ハックス! 1 (1) (アフタヌーンKC) | |
今井 哲也
講談社 2008-11-21 |
一巻は高校の部活紹介で流された謎のアニメフィルム(ビデオですらない!)だけがきっかけで、いわゆる「突っ走り系」な女の子がアニ研に入部してパラパラ漫画から始まり、ついにニコ動(作品中では別の名称)にうpする、という所まで。

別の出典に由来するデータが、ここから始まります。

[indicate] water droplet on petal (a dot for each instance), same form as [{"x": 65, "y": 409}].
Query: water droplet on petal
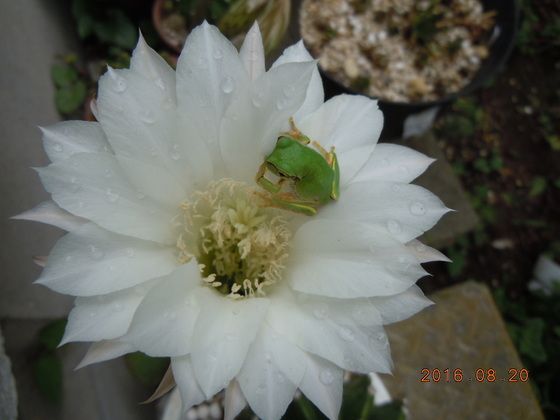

絵は荒いしちょっと読みづらい部分も有るんだけど(台詞回しとか誰が言ったか判りづらい部分がある)、とかく「とんでもなく動くアニメを見た時に感じた躍動感と興奮」をそのまま叩きつけた作風が実に良い。突然「なんだただの神か」とか「うp」とかの特殊専門用語wが全然フォローも無しに出てくるのはどうかと思うのだが(一部は後でフォローされる
最近は別居中の主人公の兄と「謎のフィルム」とかが連動してきて結構面白い、今月号に出てきた「構内での法律違反」ってのは「動画における著作権違反」の件だろうなぁ。「アニメーション」というモノに対する技術解説は意外にちゃんとしてるので、そういった方面が好きな人にもちょっとススメとく。
実際ニコ動では手書きアニメを本当に描いちゃう人が居たり(流石に完全オリジナル、ってのはかなり少ないけど)、アクションフィギュアでコマ撮りしちゃう人(ハリーハウゼンPって名乗れよ、って米にはウケた)も居る位だしねぇ、あながちこのマンガに描いてある事は全くの絵空事でもない。逆に言えば10年後に見たらもの凄く古い話になるかも知れんなぁ。とかく面白い時代を体感してるって感じだなー。
それにしても最近のアフタヌーンは「ぢごぷり」がとんでもなくダークな領域で色々辛い、いやリアリティがあるのは判るんですけど! 「こういう事をリアルに描かせたらシャレにならない」という自覚が作者と編集には無いのだろうかと、自覚してやってたらそれこそタチ悪いよなぁ。